Hi, we have a customer with around 50 concurrent editors on ArcGIS 10.0 SP5 (yes, I know), and Oracle 11.2.04. Editing is done using work order versions, and the number of versions is near the number of users. The typical versions lives a couple of hours: gets created off DEFAULT, edited, passed on to a QC person, and then gets reconciled, posted, and deleted by a dedicated service (ArcGIS Server + Java ArcObjects API). A (reasonably) full compress is done every night after shutting down various services, and this typically gets the number of states very close to the number of open versions.
We keep seeing the effect, though, that a large number of version have a very long state lineage (hundreds), and the state tree (viewed with GDBT) looks a bit like a palm tree: A long (hundreds) linear chain of states with no versions pointing to them.

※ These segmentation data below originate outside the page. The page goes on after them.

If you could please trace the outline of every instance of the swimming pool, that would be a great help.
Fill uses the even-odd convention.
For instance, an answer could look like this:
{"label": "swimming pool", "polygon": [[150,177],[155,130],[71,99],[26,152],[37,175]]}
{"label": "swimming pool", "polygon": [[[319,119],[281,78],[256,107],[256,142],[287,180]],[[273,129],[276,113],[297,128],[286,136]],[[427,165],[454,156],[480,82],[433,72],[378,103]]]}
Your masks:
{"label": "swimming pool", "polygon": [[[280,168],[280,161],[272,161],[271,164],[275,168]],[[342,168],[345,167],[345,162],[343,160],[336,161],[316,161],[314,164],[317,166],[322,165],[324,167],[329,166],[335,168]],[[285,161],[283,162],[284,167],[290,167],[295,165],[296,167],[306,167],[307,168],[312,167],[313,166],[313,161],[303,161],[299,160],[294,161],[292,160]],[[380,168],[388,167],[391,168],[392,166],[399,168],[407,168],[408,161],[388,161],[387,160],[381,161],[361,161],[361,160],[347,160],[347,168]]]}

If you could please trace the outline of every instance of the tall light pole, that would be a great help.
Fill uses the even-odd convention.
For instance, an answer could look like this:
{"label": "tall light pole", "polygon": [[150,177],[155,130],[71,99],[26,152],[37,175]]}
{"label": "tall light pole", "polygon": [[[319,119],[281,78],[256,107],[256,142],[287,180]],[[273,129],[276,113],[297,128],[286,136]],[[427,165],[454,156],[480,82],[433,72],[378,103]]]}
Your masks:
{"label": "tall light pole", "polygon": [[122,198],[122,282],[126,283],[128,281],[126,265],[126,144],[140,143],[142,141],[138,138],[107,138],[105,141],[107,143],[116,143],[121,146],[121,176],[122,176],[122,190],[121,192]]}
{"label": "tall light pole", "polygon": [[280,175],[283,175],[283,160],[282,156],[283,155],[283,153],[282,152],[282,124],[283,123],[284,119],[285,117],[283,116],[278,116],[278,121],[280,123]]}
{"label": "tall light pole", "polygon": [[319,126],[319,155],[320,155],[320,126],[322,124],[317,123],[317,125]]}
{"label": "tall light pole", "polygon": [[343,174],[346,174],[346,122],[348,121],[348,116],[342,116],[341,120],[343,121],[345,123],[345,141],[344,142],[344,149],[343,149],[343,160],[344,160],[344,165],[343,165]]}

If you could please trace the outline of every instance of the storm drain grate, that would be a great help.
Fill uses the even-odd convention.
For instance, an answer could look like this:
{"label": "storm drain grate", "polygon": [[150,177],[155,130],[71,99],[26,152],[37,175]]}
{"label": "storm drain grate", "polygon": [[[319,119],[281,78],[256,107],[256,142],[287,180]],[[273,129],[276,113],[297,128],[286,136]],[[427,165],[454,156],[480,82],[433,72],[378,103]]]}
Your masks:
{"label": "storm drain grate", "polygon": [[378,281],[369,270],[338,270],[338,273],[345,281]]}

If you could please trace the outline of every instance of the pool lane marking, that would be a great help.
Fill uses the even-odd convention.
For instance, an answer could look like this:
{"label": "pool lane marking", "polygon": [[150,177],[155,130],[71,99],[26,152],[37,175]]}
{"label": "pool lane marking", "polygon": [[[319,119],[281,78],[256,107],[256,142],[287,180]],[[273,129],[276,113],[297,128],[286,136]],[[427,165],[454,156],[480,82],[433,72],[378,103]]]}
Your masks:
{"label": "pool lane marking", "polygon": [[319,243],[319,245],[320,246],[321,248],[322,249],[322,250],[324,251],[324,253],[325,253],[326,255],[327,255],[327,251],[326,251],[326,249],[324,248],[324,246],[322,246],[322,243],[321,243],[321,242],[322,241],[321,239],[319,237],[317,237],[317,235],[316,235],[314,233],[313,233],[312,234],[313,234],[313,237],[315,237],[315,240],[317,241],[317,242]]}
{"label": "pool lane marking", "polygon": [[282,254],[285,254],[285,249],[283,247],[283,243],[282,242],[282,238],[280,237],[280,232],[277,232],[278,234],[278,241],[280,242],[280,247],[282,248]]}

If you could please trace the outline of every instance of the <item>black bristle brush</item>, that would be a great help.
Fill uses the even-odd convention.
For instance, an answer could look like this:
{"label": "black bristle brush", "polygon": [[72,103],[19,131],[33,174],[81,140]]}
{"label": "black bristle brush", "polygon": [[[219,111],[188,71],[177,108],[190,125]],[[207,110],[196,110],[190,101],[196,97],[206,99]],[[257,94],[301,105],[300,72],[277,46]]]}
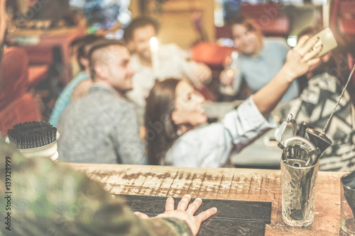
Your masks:
{"label": "black bristle brush", "polygon": [[36,148],[55,141],[57,128],[44,120],[25,122],[8,130],[7,135],[18,149]]}

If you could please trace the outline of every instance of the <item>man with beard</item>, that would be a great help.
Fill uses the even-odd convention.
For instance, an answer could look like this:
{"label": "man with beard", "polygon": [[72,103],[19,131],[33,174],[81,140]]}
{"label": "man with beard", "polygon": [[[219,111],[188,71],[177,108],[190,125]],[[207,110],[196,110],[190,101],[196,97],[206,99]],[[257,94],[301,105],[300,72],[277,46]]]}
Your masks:
{"label": "man with beard", "polygon": [[94,84],[58,124],[60,160],[146,164],[134,108],[125,97],[134,74],[129,52],[119,41],[103,40],[92,45],[89,59]]}

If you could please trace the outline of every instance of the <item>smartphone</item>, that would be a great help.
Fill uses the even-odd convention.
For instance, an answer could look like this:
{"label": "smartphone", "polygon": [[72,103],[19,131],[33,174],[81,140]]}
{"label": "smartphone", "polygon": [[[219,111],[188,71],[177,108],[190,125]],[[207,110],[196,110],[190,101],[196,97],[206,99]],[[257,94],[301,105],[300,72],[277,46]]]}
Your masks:
{"label": "smartphone", "polygon": [[311,40],[313,38],[317,37],[320,38],[320,40],[317,42],[317,43],[313,46],[313,47],[312,47],[312,50],[315,50],[317,47],[318,47],[320,45],[323,45],[323,48],[322,48],[322,50],[315,57],[315,58],[322,56],[325,53],[337,47],[337,46],[338,45],[338,44],[337,43],[337,40],[334,38],[332,30],[329,28],[326,28],[323,30],[318,33],[317,34],[312,36],[307,41],[306,44],[310,43],[310,42],[311,42]]}

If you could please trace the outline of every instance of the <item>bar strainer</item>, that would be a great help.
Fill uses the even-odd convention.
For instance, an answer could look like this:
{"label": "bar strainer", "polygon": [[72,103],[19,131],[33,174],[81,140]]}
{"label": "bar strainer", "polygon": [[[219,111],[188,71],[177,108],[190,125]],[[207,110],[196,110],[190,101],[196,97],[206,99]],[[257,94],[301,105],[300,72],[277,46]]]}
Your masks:
{"label": "bar strainer", "polygon": [[288,163],[288,159],[303,161],[294,163],[294,166],[299,165],[298,167],[311,166],[319,153],[319,150],[310,140],[297,135],[288,137],[285,140],[283,145],[279,144],[279,147],[283,150],[283,157],[286,162]]}

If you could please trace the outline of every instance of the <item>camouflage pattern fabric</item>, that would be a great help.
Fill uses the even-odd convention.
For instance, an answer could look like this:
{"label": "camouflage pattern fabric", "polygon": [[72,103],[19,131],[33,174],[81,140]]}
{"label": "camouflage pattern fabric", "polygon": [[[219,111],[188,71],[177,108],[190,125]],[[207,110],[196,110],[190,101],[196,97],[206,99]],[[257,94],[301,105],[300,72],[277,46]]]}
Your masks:
{"label": "camouflage pattern fabric", "polygon": [[192,235],[185,221],[141,220],[83,173],[49,159],[26,159],[3,141],[0,193],[0,235]]}

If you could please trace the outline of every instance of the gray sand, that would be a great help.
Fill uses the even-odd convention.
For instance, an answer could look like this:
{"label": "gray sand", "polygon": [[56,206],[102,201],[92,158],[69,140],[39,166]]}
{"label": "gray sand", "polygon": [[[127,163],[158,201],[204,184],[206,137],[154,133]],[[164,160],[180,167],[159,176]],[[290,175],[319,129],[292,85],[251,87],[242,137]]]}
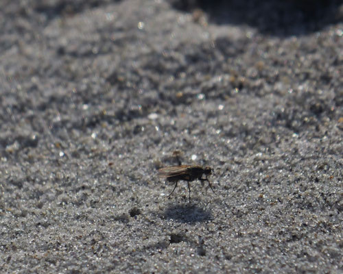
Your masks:
{"label": "gray sand", "polygon": [[0,2],[1,273],[343,273],[342,1],[198,2]]}

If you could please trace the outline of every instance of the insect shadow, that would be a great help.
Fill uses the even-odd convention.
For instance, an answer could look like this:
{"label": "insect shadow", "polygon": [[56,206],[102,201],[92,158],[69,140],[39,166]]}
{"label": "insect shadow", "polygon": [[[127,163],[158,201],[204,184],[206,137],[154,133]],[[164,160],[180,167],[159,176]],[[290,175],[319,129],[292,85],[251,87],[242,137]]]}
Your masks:
{"label": "insect shadow", "polygon": [[176,206],[170,204],[165,209],[163,215],[167,219],[174,219],[187,223],[201,223],[212,219],[212,214],[209,210],[197,205],[189,204]]}

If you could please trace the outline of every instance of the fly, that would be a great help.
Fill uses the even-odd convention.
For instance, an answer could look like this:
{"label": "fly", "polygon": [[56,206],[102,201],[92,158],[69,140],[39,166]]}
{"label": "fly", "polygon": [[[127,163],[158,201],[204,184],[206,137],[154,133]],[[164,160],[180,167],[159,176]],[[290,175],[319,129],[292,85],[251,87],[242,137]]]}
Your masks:
{"label": "fly", "polygon": [[[191,188],[189,182],[198,179],[199,181],[207,181],[209,186],[213,193],[215,192],[212,188],[210,182],[207,179],[207,176],[212,173],[213,171],[209,166],[202,167],[200,166],[190,166],[190,165],[180,165],[176,166],[168,166],[163,169],[158,169],[159,175],[166,178],[167,182],[175,183],[173,191],[168,195],[170,197],[178,186],[178,181],[186,181],[187,182],[188,190],[189,192],[189,203],[191,202]],[[206,178],[203,178],[202,175],[205,175]]]}

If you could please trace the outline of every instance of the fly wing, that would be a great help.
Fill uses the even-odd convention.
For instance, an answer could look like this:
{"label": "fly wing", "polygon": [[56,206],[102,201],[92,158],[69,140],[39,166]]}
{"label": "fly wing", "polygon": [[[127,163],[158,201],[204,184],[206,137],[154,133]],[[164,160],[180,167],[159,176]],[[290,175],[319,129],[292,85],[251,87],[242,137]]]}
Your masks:
{"label": "fly wing", "polygon": [[187,173],[187,169],[191,166],[168,166],[158,169],[158,175],[162,177],[173,177]]}

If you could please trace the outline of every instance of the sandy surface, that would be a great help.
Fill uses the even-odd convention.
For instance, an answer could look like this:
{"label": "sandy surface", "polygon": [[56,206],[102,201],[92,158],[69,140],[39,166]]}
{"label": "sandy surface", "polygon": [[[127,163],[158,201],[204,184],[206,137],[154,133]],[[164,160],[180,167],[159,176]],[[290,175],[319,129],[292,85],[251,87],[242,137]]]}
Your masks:
{"label": "sandy surface", "polygon": [[342,1],[206,2],[0,2],[0,272],[343,272]]}

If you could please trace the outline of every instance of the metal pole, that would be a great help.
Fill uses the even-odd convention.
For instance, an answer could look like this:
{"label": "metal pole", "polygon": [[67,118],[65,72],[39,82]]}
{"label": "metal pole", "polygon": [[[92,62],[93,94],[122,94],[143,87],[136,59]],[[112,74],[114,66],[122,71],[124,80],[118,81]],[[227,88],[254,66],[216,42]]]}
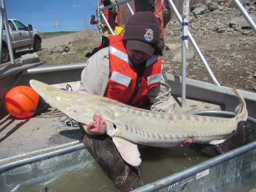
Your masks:
{"label": "metal pole", "polygon": [[109,25],[109,23],[108,23],[108,20],[105,17],[105,15],[104,15],[104,14],[101,13],[101,16],[103,17],[103,19],[104,19],[104,20],[105,21],[106,23],[107,24],[107,26],[108,27],[108,30],[110,31],[111,34],[113,35],[115,35],[115,34],[113,32],[113,30],[112,30],[112,28],[111,28],[110,26]]}
{"label": "metal pole", "polygon": [[[97,4],[97,11],[98,12],[98,15],[99,15],[99,8],[100,7],[100,2],[99,2],[99,0],[96,0],[96,3]],[[100,41],[101,42],[101,39],[102,39],[102,29],[99,29],[99,33],[100,33]]]}
{"label": "metal pole", "polygon": [[[2,7],[1,7],[2,8]],[[0,14],[0,29],[1,29],[1,31],[0,31],[0,53],[1,53],[1,54],[0,54],[0,55],[1,57],[2,57],[2,39],[3,39],[3,24],[4,24],[4,22],[3,22],[3,20],[2,20],[2,13],[3,11],[5,11],[5,10],[2,10],[1,9],[1,14]],[[1,63],[1,58],[0,58],[0,63]]]}
{"label": "metal pole", "polygon": [[[181,107],[186,108],[186,62],[188,46],[188,13],[187,11],[187,1],[184,0],[182,5],[182,80],[181,80]],[[188,23],[188,25],[186,25]]]}
{"label": "metal pole", "polygon": [[127,2],[132,1],[133,1],[133,0],[122,1],[122,2],[118,2],[118,3],[115,3],[114,4],[110,5],[108,5],[108,6],[107,6],[104,7],[101,7],[100,8],[100,11],[103,11],[103,10],[106,10],[106,9],[108,9],[112,8],[112,7],[114,7],[114,6],[118,6],[118,5],[120,5],[123,4],[123,3],[127,3]]}
{"label": "metal pole", "polygon": [[244,6],[243,6],[243,5],[242,4],[242,3],[240,2],[239,0],[234,0],[234,2],[236,4],[236,6],[237,7],[239,11],[240,11],[240,12],[243,14],[245,20],[247,21],[248,23],[249,23],[252,29],[256,34],[256,25],[254,21],[253,21],[253,20],[251,18],[249,14],[246,11],[246,10],[244,7]]}
{"label": "metal pole", "polygon": [[131,7],[131,6],[130,6],[130,4],[127,2],[125,2],[125,4],[126,4],[126,6],[128,7],[128,9],[129,10],[129,11],[131,13],[131,14],[132,15],[133,15],[134,14],[134,13],[133,13],[133,11],[132,11],[132,7]]}
{"label": "metal pole", "polygon": [[[181,17],[180,15],[180,13],[179,13],[179,11],[178,11],[177,9],[176,9],[176,7],[175,6],[175,5],[174,3],[172,2],[172,0],[167,0],[168,2],[169,3],[169,4],[170,5],[171,7],[172,7],[172,10],[173,10],[173,12],[174,12],[176,17],[178,18],[178,20],[180,22],[180,23],[181,23]],[[203,64],[204,66],[204,67],[205,67],[205,69],[206,69],[207,71],[208,72],[208,74],[209,74],[210,76],[212,79],[212,81],[213,82],[213,83],[218,86],[220,86],[220,84],[218,82],[217,79],[216,79],[216,77],[215,77],[214,75],[212,73],[211,68],[210,68],[209,66],[208,65],[208,63],[207,63],[206,60],[204,57],[204,55],[203,55],[203,53],[202,53],[201,51],[200,51],[200,49],[199,49],[198,45],[197,45],[196,42],[194,39],[192,35],[190,34],[190,32],[189,30],[188,31],[188,38],[190,41],[190,42],[193,45],[194,48],[196,50],[197,54],[198,55],[198,57],[201,59],[202,62],[203,62]]]}
{"label": "metal pole", "polygon": [[[5,26],[5,32],[6,33],[7,44],[8,45],[8,50],[9,51],[10,58],[11,60],[11,64],[14,64],[14,56],[12,51],[12,42],[11,41],[11,37],[9,30],[9,25],[8,24],[8,20],[7,19],[6,9],[5,8],[5,3],[4,0],[1,0],[2,6],[5,9],[4,12],[2,12],[2,17],[4,21],[4,26]],[[2,51],[2,50],[1,50]],[[2,52],[1,57],[2,57]]]}

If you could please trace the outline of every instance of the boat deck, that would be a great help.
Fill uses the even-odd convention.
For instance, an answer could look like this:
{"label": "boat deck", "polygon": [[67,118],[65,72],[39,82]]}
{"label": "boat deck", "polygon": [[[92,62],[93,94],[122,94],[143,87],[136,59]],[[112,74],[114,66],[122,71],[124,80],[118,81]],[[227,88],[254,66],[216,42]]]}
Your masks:
{"label": "boat deck", "polygon": [[[219,105],[186,99],[182,108],[181,98],[174,96],[177,113],[199,110],[220,110]],[[50,151],[80,142],[78,125],[62,125],[59,117],[33,117],[20,119],[0,110],[0,165]]]}

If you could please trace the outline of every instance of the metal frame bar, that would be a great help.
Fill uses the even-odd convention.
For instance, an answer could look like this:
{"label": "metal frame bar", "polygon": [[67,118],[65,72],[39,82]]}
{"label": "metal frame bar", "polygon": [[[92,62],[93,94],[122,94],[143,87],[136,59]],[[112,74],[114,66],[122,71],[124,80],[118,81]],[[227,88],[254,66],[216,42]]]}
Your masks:
{"label": "metal frame bar", "polygon": [[234,2],[237,6],[237,9],[239,10],[239,11],[240,11],[243,16],[244,16],[246,21],[248,22],[252,29],[256,34],[256,25],[253,20],[250,16],[249,14],[239,0],[234,0]]}
{"label": "metal frame bar", "polygon": [[[168,2],[169,3],[170,5],[171,6],[172,10],[173,10],[173,12],[174,12],[176,17],[177,17],[177,19],[179,22],[181,24],[181,22],[182,22],[181,16],[180,16],[180,13],[179,13],[179,11],[178,11],[178,10],[177,9],[174,4],[173,3],[172,0],[167,0],[167,1],[168,1]],[[220,86],[216,77],[215,77],[214,75],[212,73],[212,70],[210,68],[206,60],[205,60],[205,58],[203,55],[203,53],[202,53],[201,51],[200,51],[200,49],[199,49],[198,46],[197,45],[196,42],[192,36],[192,35],[191,34],[189,30],[188,30],[188,36],[189,39],[190,41],[190,42],[192,44],[192,45],[193,45],[194,48],[196,50],[197,54],[198,55],[199,58],[201,59],[202,62],[203,62],[203,64],[204,65],[204,67],[205,67],[205,69],[208,72],[208,74],[209,74],[210,76],[212,78],[212,81],[213,82],[213,83],[218,86]]]}
{"label": "metal frame bar", "polygon": [[[0,27],[2,26],[2,28],[0,29],[1,35],[1,38],[0,39],[1,41],[1,46],[0,47],[0,56],[2,57],[2,41],[3,39],[3,23],[2,22],[4,21],[4,26],[5,27],[5,33],[6,33],[6,38],[7,38],[7,44],[8,46],[8,50],[9,51],[10,58],[11,60],[11,64],[15,63],[14,62],[14,56],[13,55],[13,52],[12,51],[12,42],[11,41],[11,37],[9,30],[9,25],[8,24],[8,20],[7,19],[7,14],[6,10],[5,7],[5,3],[4,0],[1,0],[1,14],[2,18],[1,20]],[[0,59],[1,62],[1,59]]]}

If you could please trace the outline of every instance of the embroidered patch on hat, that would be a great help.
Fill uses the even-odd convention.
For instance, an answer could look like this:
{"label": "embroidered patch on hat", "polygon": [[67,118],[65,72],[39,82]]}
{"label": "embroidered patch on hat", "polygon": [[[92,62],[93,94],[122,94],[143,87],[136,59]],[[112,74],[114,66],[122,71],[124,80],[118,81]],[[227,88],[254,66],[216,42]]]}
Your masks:
{"label": "embroidered patch on hat", "polygon": [[146,31],[146,34],[144,35],[144,37],[145,37],[145,39],[147,41],[151,41],[153,40],[154,37],[154,31],[151,29],[145,29],[147,30]]}
{"label": "embroidered patch on hat", "polygon": [[163,70],[162,70],[162,74],[163,74],[163,76],[164,76],[164,80],[165,81],[165,82],[166,83],[167,83],[168,81],[167,81],[166,73],[165,72],[165,70],[164,70],[164,69],[163,69]]}

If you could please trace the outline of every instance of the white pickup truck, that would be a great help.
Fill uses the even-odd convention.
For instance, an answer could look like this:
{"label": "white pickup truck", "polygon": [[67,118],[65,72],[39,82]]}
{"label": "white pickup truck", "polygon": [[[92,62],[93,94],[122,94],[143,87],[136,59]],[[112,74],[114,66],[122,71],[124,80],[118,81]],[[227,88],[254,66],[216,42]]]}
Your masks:
{"label": "white pickup truck", "polygon": [[[9,30],[13,53],[16,51],[33,47],[36,52],[41,50],[42,38],[40,33],[33,29],[31,25],[26,27],[17,19],[8,19]],[[4,25],[2,43],[1,63],[8,61],[10,57],[6,39],[6,33]]]}

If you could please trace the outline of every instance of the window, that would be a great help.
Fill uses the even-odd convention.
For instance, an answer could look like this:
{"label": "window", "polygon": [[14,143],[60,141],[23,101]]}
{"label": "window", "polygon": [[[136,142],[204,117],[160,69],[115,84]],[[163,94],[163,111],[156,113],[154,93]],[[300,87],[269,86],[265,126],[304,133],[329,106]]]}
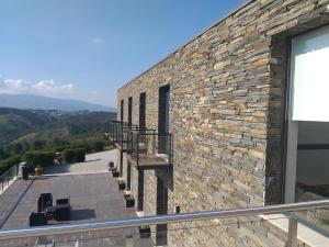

After looking into the situation, I found that there seem to be a large number of exclusive state locks:In one specific instance, most users have few shared state locks, but some users have 20 to 30 exclusive state locks each.
I assume that these exclusive locks have something to do with the long uncopmpressed chains of states, and the question is. Where do they come from? What can I do with ArcMap to generate 20 exclusive state locks??
This seems to be a recurring problem, so I'm interested in finding out how it comes about. As night, when theer are no users, the database behaves as expected and compresses quite nicely...
Thanks, Martin
Hi Martin,
You also could have one orphaned state lock that is holding up a whole entire lineage. It would be important to reconcile/post all versions, delete all versions, then make sure each and every lock is out of the geodatabase.
OBJECT_LOCKS
LAYER_LOCKS
STATE_LOCKS
TABLE_LOCKS
After that, compress to state 0.
-Sam
Hi Sam,
I'm afraid that's not an option. We get a chance to delete all versions about twice a year. As I tried to say above, we still get the database into a reasonable state every night - ~ 1 state per version, no chains, short state lineages, so mornings are fine. The chain effect keeps building up during the day. The oldest locked state right now (3 pm local time) is from yesterday morning.
Martin
Hi Martin,
Understandable. Do you have any services or anything that would aquire that lock at 3PM? You should also be able to track who is acquiring that lock. The sde_id column in the state_locks table corresponds to the sde_id column in the process_information table. At least you can start tracking who specifically it is.
-Sam
Also make sure that the actual Oracle database is not being backed up (server/network side) which most likely could create a lock (if that was mentioned in the docs already, my apologies ..I didn't read thru them yet).